Finding funding for MCN2011

Regular readers will know that I’m volunteering with the MCN marketing committee in the lead up to the 2011 conference. The conference is on in Atlanta, GA 16-19 November – and I am mad keen to get along for a couple of reasons. The main one is because Koven Smith has asked me to be a panellist on his panel asking “What’s the point of a museum website?“, which will pick up where his Ignite Smithsonian speech left off. This is an awesome discussion, and I can’t believe I’ve been asked to be part of it. Having said that, being a poor PhD student whose already been to the States once this year, my ability to attend is going to rely on more than just wishing.

To that end, I’ve put in an application for one of the MCN2011 scholarships, of which there are 15 (plus a further 4 scholarship funded by Kress Foundation and THATCamp). The closing date is next Monday, 1 August and full details are available on the website. I must confess I’m a little bit torn between wanting to promote them as is my role as vollie, and wanting to minimise competition so I actually get one. Ha.

I’m also applying for an ArtsNSW quick response grant, which is funding “available for professional individuals, groups and small- to medium-sized organisations who have received an unexpected invitation to participate in a recognised national or international arts and cultural event/activity.” I’ve never applied for a grant before, so I’m not sure how I’ll go with that… but hopefully they will recognise that this is a pretty awesome and unexpected opportunity and will give me enough to cover the flights over. My fingers are firmly crossed.
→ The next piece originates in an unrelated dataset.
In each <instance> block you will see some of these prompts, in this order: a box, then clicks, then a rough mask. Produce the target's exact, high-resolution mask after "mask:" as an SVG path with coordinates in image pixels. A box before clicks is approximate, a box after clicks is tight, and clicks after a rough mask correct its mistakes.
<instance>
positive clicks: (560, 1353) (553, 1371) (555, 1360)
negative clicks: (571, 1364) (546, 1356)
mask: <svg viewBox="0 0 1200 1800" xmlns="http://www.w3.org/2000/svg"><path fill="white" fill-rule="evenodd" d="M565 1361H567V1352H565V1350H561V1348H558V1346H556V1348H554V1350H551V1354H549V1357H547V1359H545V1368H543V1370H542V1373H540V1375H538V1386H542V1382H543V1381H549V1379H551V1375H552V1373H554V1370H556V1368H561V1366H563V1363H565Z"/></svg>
It’s all a bit exciting even at this stage… but it will be much more so if I can actually secure funding in order to make it over to the conference. I’ve had a sneak peak at the program, and it looks great. I’ll post more about it once the program goes live (which shouldn’t be too far away now).

Thoughts on the closure of the Dutch Museum of National History

My first guest geek Jasper Visser (don’t worry – there’s another geek speak coming soon) has just announced on his blog that his museum – the Dutch Museum of National History (INNL) – will no longer operate from 1 January 2012, following the announcement of funding cuts by Netherlands’ secretary of state responsible for culture.

This is a terribly disappointing – although not entirely surprising – thing to have happened. When I first met Jasper at MW2011, I spoke to him a little bit about the INNL network – the museum website that won the Best of the Web award for innovation – and at the time, he mentioned that it was possible that his institution could close at any time. I dismissed the possibility… coming from Australia, where our politicians are generally fairly centrist in action if not always in rhetoric, I didn’t really take seriously the threat that someone might close such an interesting and innovative project for seemingly political reasons.** And yet only months later, here we are.

A few weeks ago, I was talking to Seb about the INNL and he remarked how vulnerable it was, being a national museum in a politically unstable country, and moreso being a museum without objects. And its true. After all, our very concept of what a museum is and should be is grounded in the fact that museums are the places that house objects. In Cabinets for the Curious: Looking Back at Early English Museums, Ken Arnold writes (p4) that early museums had three strategies for creating knowledge, being “the telling of stories, the use of objects, and the imposition of order upon them.” The INNL did use objects – like the National Vending Machine, or selected objects through which stories could be told – but it did not house a permanent collection. Instead, it sought to excite people about Dutch national history through stories and projects. And with concepts like “The ‘Land of What If’, a room with alternative Dutch histories”, no wonder it was vulnerable at a time when cultural institutions were threatened by politics.

Despite – and possibly because of – its short life, the INNL raises lots of questions for me about the nature of museums, and what a museum is and should be. Can a museum preserve the past without objects? Does the provenance of a museum come from the provenance of its objects, or its people?

As much as I love and am captured by the ideas behind the INNL, I wonder whether it was always going to be a time-limited project. Reading the vision of the project, I always feel inspired – but without objects, a museum of this nature can only ever be as successful as the people who are behind it, and it is likely that with time and staff changes, a sense of inertia would gain hold.

Yet the fact that it was (or appeared to be) successful during its short life should absolutely inspire those of us working in museums with exhibits to consider how we too could excite people about what we do if we didn’t have our objects to rely on – if we were forced to find new and more creative ways to tell stories.

In the mean time, I’m not sure what Jasper plans to do – or if he will stick around in this field… He has something of the entrepreneurial/world changing spirit about him and I imagine he might want to move on. But I look forward to seeing what he turns his hand to next.

**NB: I’ve recently learned that funding has been cut for This is Not Art – an arts festival that runs annually in my home town. This year might be the first year in over a decade that it doesn’t run, and I am fairly sure that the reasons behind this are political as well… so maybe even in Aust, culture is never safe from politics.